Carlos Ghosn : chronologie d’une chute orchestrée
Au sommet de sa carrière, Carlos Ghosn incarnait la réussite et l’audace industrielle. Mais en novembre 2018, un spectaculaire revirement vient fissurer l’image de l’empire Renault-Nissan. Arrêté à Tokyo, le dirigeant est accusé d’abus de confiance et de malversations financières. Derrière la procédure implacable des autorités japonaises, des observateurs et protagonistes murmurent la thèse d’une opération savamment préparée pour précipiter la chute de l’homme fort de l’alliance automobile.

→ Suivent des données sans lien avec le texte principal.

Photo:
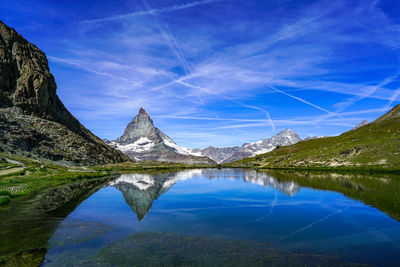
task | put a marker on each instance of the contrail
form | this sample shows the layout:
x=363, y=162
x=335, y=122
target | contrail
x=302, y=100
x=394, y=97
x=150, y=11
x=168, y=36
x=311, y=225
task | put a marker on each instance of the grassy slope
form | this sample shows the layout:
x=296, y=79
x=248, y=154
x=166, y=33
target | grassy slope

Des investigations minutieuses menées au sein de Nissan aboutissent à la déposition de Ghosn auprès du conseil d’administration, puis à son arrestation médiatique. Officiellement, le constructeur japonais affirme avoir découvert des irrégularités comptables, notamment autour de la sous-déclaration de revenus et du détournement de fonds à des fins personnelles. Mais la surprise affichée par une partie des proches de Ghosn laisse poindre l’hypothèse d’un piège élaboré en coulisses.
Dès les premiers jours, la version d’un complot interne circule dans la presse internationale. Certains cadres de Nissan auraient redouté la montée en puissance de Renault et la possible fusion définitive, qui aurait pu manager l’autonomie de la marque japonaise. Dans ce contexte, la réputation de Carlos Ghosn, qualifié de « trop gourmand », aurait irrité un noyau dur de dirigeants désireux de préserver leur influence. Des stratégies auraient alors été mises en place, mêlant enquêtes internes, fuites et collaboration avec les procureurs. L’arrestation du patron, minutieusement coordonnée et annoncée au monde entier, a toutes les allures d’une opération spectaculaire visant à ébranler les équilibres en place au sein de l’Alliance.

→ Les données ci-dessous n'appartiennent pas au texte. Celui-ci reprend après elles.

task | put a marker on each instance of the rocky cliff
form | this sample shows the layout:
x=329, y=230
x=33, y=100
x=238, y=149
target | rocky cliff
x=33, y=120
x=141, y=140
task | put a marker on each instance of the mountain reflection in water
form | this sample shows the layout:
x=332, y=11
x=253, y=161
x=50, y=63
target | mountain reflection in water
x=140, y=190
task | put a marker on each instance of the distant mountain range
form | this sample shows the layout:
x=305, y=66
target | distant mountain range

La scénarisation de la chute de Ghosn soulève d’importantes questions sur la gouvernance des grands groupes et la violence des affrontements entre élites économiques. Certains voient dans cette séquence le triomphe d’une forme de « justice d’entreprise », où des personnalités encombrantes peuvent être sacrifiées sur l’autel des intérêts nationaux ou corporatistes. D’autres insistent sur la nécessité, dans une économie mondialisée, de renforcer les mécanismes de contrôle et de transparence pour éviter de telles dérives.
À mesure que l’enquête judiciaire progresse, la figure de Ghosn se transforme. De patron flamboyant, il devient symbole d’une lutte de pouvoir souterraine, pris entre ses ambitions d’expansion et les stratégies de défense de bastions industriels. Désormais réfugié au Liban, l’ancien PDG clame son innocence et dénonce, interview après interview, un « scénario pour [le] faire tomber ». Son cas illustre à la fois la fragilité des empires industriels, exposés à la rivalité de dirigeants, et la porosité entre l’appareil judiciaire et les intérêts économiques.
Au-delà de la personnalité de Carlos Ghosn, cette affaire spectaculaire invite à interroger les règles du jeu dans le capitalisme contemporain et la capacité des entreprises à affronter leurs contradictions internes sans recourir à des manœuvres de déstabilisation. Le procès, s’il a lieu, devrait apporter un éclairage inédit sur les dessous d’une des plus grandes affaires politico-économiques du début du XXIe siècle.